Missouri State Penitentiary

The Missouri State Penitentiary was a prison located in Jefferson City, Missouri, open and operated between 1836 and 2004.  During its operation, the Missouri State Penitentiary was Missouri’s primary maximum security prison, later becoming the oldest facility that laid to the west of the Mississippi River.  Many were executed at the facility, including by gas chambers during the years 1938 to 1965.  When the Jefferson City Correctional Center was constructed in the early 2000s, the Missouri State Penitentiary officially closed.
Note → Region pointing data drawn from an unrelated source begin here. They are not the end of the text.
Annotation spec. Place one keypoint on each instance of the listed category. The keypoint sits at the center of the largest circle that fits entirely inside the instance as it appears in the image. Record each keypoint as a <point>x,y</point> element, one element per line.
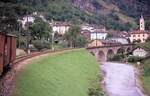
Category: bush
<point>118,57</point>
<point>134,59</point>
<point>41,44</point>
<point>95,89</point>
<point>146,67</point>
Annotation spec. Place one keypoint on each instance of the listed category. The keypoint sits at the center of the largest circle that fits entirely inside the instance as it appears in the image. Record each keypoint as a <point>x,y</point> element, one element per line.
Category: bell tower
<point>142,23</point>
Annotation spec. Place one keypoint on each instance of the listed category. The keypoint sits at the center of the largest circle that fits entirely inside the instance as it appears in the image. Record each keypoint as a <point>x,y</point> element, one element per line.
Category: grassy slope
<point>67,74</point>
<point>146,78</point>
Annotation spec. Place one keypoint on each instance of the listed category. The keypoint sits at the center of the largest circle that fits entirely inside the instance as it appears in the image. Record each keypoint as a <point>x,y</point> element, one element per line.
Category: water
<point>120,80</point>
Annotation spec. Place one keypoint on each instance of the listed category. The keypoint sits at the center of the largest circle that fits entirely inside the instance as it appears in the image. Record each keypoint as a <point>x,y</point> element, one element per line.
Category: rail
<point>24,57</point>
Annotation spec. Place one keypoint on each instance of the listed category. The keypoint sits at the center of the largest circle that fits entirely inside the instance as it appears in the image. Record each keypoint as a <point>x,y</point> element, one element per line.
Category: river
<point>120,80</point>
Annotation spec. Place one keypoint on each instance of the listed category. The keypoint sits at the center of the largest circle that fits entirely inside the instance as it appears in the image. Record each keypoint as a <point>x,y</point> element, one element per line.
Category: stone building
<point>141,52</point>
<point>60,27</point>
<point>140,35</point>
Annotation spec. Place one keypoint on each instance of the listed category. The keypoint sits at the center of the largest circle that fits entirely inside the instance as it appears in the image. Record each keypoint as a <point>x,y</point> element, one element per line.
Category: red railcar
<point>7,51</point>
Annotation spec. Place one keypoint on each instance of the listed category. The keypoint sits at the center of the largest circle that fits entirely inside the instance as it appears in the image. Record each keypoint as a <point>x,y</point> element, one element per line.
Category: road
<point>120,80</point>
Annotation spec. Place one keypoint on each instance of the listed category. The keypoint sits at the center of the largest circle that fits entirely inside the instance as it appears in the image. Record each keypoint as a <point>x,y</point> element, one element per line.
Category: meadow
<point>67,74</point>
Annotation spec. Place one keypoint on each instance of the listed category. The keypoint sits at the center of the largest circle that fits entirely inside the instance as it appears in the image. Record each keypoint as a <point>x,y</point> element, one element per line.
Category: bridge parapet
<point>103,53</point>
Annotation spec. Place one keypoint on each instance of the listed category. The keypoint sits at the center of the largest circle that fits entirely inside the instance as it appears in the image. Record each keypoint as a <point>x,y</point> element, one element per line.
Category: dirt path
<point>121,80</point>
<point>7,83</point>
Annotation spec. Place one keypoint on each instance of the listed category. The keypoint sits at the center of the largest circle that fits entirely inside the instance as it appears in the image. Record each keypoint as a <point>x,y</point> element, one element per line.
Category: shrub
<point>118,57</point>
<point>146,67</point>
<point>41,44</point>
<point>95,89</point>
<point>134,59</point>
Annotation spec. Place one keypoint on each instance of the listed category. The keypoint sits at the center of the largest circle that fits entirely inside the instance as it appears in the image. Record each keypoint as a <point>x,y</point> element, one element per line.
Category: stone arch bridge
<point>104,53</point>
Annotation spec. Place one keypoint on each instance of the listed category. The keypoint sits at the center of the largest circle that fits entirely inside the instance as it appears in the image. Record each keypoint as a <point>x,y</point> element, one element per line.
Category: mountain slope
<point>114,14</point>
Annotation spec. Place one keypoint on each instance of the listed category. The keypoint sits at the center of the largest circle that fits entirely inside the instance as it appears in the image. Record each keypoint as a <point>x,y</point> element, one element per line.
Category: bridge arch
<point>92,53</point>
<point>110,54</point>
<point>128,49</point>
<point>101,56</point>
<point>120,51</point>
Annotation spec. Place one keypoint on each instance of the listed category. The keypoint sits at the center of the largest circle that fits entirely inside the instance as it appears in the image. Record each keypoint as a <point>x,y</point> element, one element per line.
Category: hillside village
<point>97,35</point>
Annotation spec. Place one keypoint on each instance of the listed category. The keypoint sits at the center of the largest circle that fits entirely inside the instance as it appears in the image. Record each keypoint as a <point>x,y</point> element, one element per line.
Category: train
<point>7,51</point>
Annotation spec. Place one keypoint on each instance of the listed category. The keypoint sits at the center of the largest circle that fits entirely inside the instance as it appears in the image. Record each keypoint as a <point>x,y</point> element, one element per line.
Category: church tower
<point>142,24</point>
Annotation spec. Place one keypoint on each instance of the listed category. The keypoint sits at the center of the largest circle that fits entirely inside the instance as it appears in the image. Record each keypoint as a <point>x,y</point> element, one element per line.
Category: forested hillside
<point>114,14</point>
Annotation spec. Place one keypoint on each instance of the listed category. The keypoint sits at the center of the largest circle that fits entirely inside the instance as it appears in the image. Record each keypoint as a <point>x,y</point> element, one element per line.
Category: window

History of Missouri State Penitentiary, Jefferson City, Missouri

Construction of the Missouri State Penitentiary began in the early 1830s, roughly ten years after Missouri officially became a recognized state of the new nation.  Because Missouri’s capital city was Jefferson, lawmakers decided it would be best to construct the prison in the city as well.  In March of 1836, the Missouri State Penitentiary officially opened its doors under the direction of master stonemason James Dunnica, who the state of Missouri gave $25,000 to build the penal facility.

In 1836, when the Missouri State Penitentiary officially opened, the staff and occupants were quite small, consisting of only one guard, one warden, and fifteen prisoners.  Also found on the prison grounds were a foreman and his assistant who helped run the penitentiary’s brick-making operation that the fifteen prisoners were required to work at.

Famous Inmates of the Missouri State Penitentiary

Throughout its years of operation, the Missouri State Penitentiary housed many inmates who committed a wide variety of crimes, ranging from larceny to stabbings to manslaughter.  Some inmates housed were even made famous for the crimes and acts of violence they committed.  One of which was Kate Richards O’Hare, a woman sentenced to the Missouri State Penitentiary for giving an anti-war speech in 1919.  Later, however, in 1920, the current President, Woodrow Wilson, commuted her sentence, and future President Calvin Coolidge later pardoned her.

More commonly referred to as “Pretty Boy,” well-known bank robber Charles Arthur Floyd also served time in the Missouri State Penitentiary, starting in December of 1925.  Floyd was given a five-year sentence, though he only ended up serving three and a half of those years, then being released on parole.  He continued to rob banks and get into trouble with the law after leaving the Missouri State Penitentiary and eventually died in 1934 at the age of 30.

Probably the most famous inmate that served time at the Missouri State Penitentiary was James Earl Ray.  Ray was originally sentenced to the Missouri State Penitentiary in March of 1960.  However, seven years later, in 1967, Ray escaped one April night when a fellow prisoner caused a commotion by escaping in a bread box.  Following his escape, the police were unable to find him for a year.  Ray traveled and drove throughout the country, even going to California to receive facial reconstruction, not to be recognized. Finally, on April 4, 1968, he shot and killed Martin Luther King Jr. with a single shot from his Remington rifle.  After fleeing the scene, he was arrested two months later.